Fast-forward to now: Since that day in the ADHD testing office when the doc used car imagery to explain in layman’s terms that I had Inattentive ADHD (the kind without the H – that is to say without the hyperactivity – which is much more nuanced and difficult to uncover), I’ve committed to learning about it like a PhD student. I have books and articles all around my house (and I’d show you, if only I could find them). My brain and I have become incredibly well-acquainted. I’ve devised, executed, and abandoned at different times innumerable systems to organize better, time manage better, file better, decrease distractions better, meal plan better… you name it.

[Self Test: Do I Have Inattentive ADHD?]]

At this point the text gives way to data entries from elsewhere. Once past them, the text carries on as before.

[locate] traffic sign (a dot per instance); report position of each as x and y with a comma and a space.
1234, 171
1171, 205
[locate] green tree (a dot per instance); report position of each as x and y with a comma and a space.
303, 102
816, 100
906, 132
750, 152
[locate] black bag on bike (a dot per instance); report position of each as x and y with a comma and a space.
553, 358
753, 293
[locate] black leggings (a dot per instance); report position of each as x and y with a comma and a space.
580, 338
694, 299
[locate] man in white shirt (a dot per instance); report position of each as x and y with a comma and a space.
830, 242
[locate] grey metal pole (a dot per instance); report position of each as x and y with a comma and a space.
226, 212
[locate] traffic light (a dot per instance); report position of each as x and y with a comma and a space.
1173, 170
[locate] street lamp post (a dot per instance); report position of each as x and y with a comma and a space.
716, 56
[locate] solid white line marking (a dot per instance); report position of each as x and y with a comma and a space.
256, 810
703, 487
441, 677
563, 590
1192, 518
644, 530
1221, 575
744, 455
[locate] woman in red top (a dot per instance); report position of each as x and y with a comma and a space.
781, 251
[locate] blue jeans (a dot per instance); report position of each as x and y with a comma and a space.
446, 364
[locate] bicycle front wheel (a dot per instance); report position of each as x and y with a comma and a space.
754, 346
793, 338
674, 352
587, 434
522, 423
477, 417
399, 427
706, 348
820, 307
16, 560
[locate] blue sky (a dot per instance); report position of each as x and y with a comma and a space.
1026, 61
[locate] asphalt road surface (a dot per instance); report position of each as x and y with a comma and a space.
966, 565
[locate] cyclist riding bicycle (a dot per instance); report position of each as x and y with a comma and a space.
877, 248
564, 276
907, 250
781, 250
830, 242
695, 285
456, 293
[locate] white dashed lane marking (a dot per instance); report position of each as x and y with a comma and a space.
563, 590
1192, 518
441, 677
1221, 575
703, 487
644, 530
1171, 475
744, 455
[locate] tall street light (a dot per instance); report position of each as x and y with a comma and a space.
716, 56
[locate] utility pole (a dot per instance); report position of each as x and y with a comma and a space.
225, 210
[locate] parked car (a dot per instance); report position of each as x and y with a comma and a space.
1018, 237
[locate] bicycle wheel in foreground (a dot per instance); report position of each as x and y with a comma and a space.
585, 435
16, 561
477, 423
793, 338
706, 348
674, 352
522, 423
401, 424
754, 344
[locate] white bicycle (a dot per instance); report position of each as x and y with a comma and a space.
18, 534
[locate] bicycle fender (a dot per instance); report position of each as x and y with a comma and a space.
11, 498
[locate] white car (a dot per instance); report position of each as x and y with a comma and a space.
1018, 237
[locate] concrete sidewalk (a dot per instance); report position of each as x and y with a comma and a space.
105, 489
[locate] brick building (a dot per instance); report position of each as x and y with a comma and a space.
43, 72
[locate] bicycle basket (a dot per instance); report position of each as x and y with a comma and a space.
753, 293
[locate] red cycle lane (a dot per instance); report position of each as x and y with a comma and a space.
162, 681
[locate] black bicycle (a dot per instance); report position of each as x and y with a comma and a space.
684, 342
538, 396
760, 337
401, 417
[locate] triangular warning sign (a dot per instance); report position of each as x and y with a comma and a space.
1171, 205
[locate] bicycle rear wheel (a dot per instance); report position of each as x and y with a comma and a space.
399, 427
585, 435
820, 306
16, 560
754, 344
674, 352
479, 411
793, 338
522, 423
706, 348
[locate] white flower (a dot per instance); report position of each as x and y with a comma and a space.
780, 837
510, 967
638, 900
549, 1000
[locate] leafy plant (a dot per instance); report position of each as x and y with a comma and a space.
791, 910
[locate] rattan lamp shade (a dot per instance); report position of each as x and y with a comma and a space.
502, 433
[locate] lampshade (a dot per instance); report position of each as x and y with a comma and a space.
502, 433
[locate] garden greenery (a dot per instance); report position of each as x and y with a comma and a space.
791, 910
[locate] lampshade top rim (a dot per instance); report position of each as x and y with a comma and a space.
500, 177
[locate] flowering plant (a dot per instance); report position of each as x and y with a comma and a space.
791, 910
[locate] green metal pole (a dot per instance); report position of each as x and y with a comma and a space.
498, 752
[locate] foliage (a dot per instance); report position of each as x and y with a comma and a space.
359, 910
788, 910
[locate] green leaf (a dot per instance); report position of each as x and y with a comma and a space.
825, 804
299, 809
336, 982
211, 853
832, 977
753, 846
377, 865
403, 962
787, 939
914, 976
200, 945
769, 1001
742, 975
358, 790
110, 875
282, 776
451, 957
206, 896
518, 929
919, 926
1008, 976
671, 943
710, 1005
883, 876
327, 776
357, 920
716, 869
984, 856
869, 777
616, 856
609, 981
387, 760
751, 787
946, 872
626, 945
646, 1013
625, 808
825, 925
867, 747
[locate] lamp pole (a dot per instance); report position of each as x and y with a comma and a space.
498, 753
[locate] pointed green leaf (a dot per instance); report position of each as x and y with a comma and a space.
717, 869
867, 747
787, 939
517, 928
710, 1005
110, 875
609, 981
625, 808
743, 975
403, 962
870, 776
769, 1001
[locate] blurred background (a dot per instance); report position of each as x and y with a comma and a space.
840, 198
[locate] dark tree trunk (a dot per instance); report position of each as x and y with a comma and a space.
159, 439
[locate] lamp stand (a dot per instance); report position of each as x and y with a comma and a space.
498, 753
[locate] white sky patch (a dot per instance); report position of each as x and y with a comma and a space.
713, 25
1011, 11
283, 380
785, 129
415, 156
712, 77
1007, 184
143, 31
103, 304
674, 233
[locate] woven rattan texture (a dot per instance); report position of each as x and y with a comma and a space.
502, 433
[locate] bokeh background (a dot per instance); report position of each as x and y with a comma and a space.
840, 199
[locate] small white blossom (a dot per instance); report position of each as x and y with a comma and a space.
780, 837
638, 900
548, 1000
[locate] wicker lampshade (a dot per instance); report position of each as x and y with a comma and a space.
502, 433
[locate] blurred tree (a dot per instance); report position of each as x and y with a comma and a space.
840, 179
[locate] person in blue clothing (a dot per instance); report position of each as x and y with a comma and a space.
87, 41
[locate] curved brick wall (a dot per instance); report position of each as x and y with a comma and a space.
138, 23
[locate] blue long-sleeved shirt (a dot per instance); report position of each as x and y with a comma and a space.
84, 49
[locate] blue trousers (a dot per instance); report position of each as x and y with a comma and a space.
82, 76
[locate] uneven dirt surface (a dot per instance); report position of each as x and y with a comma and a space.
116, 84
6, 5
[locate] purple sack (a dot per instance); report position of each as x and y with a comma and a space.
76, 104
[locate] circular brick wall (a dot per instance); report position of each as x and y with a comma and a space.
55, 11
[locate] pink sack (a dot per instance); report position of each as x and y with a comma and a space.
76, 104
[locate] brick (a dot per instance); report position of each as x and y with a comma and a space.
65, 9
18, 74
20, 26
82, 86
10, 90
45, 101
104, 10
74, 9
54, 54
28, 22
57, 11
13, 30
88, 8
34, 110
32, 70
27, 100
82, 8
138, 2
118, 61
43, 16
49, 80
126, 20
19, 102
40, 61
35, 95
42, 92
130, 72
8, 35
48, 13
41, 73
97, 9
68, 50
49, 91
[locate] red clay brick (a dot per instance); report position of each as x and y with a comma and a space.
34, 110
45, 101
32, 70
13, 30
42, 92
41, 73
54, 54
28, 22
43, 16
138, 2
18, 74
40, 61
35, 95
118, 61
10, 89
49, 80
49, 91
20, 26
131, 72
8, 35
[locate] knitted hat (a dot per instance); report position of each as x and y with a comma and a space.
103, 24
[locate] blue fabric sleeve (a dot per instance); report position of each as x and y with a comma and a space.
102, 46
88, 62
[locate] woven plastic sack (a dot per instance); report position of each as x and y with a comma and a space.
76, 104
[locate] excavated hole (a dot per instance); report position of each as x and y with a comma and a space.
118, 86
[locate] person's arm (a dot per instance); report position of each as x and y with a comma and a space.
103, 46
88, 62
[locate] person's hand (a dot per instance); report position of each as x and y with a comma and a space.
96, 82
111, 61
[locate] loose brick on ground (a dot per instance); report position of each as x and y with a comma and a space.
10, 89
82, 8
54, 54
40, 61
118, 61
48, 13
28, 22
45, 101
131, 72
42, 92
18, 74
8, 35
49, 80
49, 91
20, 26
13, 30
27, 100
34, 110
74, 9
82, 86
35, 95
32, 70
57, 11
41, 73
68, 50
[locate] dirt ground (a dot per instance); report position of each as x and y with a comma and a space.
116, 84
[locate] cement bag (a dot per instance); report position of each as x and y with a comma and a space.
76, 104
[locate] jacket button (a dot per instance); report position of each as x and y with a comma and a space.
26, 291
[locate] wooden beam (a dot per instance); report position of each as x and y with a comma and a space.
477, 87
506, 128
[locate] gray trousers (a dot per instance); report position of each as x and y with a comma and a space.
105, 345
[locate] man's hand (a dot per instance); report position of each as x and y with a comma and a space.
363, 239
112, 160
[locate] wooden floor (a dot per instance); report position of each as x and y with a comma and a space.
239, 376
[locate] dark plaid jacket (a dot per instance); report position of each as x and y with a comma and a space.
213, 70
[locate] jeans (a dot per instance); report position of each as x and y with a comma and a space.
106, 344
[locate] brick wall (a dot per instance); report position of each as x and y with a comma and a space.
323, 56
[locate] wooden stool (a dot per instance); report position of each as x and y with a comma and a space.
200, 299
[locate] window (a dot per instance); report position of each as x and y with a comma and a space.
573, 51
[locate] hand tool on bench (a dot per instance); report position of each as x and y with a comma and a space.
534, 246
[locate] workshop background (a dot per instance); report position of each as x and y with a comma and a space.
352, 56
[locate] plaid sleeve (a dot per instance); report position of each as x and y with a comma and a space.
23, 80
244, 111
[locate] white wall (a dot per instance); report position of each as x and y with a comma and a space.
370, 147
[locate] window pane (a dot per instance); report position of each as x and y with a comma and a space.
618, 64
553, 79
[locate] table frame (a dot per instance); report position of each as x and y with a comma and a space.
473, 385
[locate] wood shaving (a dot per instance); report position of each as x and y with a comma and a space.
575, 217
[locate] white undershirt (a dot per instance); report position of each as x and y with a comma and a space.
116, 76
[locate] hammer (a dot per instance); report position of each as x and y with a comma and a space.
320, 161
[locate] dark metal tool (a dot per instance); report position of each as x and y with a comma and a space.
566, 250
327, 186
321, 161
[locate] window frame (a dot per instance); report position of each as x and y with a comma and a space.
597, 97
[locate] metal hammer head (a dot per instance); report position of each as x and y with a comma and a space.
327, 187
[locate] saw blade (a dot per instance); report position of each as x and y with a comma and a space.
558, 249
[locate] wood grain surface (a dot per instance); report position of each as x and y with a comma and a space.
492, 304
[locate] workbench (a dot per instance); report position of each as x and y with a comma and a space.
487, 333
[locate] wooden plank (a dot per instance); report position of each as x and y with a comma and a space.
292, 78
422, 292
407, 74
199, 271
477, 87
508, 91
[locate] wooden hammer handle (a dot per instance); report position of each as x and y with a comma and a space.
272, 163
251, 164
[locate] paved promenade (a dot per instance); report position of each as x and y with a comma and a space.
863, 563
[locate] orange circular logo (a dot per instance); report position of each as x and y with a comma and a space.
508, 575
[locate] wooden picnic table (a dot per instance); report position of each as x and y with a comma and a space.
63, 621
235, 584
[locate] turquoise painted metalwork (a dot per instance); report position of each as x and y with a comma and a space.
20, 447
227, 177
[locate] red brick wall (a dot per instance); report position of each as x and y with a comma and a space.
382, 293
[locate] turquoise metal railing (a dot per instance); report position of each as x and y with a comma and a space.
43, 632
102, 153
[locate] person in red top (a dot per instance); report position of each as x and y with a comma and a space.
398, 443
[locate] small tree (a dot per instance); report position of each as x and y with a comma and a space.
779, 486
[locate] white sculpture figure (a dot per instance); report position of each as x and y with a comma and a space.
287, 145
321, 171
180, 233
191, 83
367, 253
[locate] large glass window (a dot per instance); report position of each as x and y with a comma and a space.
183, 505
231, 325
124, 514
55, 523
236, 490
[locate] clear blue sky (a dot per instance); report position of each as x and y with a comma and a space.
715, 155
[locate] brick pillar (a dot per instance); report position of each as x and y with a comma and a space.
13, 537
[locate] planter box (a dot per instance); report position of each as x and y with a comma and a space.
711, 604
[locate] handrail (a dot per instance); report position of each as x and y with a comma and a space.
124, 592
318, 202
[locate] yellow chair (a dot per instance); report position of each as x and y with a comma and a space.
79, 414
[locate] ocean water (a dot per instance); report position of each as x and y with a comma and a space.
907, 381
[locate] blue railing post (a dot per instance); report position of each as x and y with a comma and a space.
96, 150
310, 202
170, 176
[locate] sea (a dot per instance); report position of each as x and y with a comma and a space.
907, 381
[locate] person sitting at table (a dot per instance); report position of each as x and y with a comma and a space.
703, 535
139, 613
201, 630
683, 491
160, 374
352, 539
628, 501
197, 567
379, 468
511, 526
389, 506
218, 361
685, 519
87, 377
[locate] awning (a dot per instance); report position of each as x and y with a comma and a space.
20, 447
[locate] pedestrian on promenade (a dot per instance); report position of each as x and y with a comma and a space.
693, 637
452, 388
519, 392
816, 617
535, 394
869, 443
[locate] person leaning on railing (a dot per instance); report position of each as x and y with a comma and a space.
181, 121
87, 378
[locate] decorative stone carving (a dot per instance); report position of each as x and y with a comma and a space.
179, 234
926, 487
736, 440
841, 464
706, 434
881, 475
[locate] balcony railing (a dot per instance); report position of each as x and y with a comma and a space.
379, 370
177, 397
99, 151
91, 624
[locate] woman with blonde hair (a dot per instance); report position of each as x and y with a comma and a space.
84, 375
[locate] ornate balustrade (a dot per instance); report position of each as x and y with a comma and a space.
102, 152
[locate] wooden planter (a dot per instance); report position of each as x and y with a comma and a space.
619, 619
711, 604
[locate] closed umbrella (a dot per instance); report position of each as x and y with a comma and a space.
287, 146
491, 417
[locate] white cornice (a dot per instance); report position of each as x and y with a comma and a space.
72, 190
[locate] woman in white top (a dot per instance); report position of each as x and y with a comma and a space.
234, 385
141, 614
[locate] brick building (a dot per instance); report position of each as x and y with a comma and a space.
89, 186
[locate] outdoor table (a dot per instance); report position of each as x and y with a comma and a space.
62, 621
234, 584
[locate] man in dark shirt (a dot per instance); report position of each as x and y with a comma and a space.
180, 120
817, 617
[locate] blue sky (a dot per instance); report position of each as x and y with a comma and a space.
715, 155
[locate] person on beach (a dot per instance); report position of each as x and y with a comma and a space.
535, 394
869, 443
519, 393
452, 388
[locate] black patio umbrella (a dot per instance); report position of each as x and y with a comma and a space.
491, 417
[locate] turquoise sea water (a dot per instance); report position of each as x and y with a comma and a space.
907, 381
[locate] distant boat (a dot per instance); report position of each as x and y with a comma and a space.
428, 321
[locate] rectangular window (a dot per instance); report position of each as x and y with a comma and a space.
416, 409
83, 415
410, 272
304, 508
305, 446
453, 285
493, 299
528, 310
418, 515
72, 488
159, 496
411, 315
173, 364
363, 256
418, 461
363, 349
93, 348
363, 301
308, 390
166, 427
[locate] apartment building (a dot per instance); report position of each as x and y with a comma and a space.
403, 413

I’ve tried ADHD medications. I’ve stopped medications. I’ve tried them again. I’ve sharpened the fine art of self-care, waxing and waning the frequency of my massages, naps, meditations, outsourced house cleanings, journaling, babysitters, and exercise based on how my engine is handling my tires. I’ve seen therapists and ADHD life coaches and attended local CHADD chapter meetings. And I’ve definitely prayed.

And I’m happy to say that I’m not worried about the loony bin anymore.

It’s also certainly not perfect. As my adult-ADHD-specialized psychiatrist recently said, “We’re not looking for a silver bullet here, but how about we aim for a bronze one?” Bronze for me is that I finally can place my anxiety and depression and wilty, songless interior life – whenever they show up again – as byproducts of my cognitive challenges. I can see that I’m working too hard and my mind is bucking. And – pretty importantly – that I’m not nuts.

Most of all — and what I want to communicate with fervor here — I cannot believe it took me this long to find this out about myself. How could I have had the same brain my whole life and yet have no major life complications result from it until major complications started resulting from it? First 75% of my life: SWELL. Next 8%: WENT TO CRAP. Most recent 17%: HARNESSING THAT SHIT.

It certainly makes me want to be what Therapist Number Three was for me for other young women (inattentive ADHD is most common in females and, since it does not show up in behavioral or scholastic ways in school – at least in the beginning – is often overlooked). It makes me want to crack open every youngster’s head and help expose any invisible learning disabilities lingering in there. It makes me want to educate all teachers, parents, coaches, relatives about what signs might point to ADHD in the kids they hang with, even when nothing dramatic is yet going on.

Basically, I’d like for flat tires to be known entities by our young generation of vehicles… long before — like me — a blow-out does the revealing.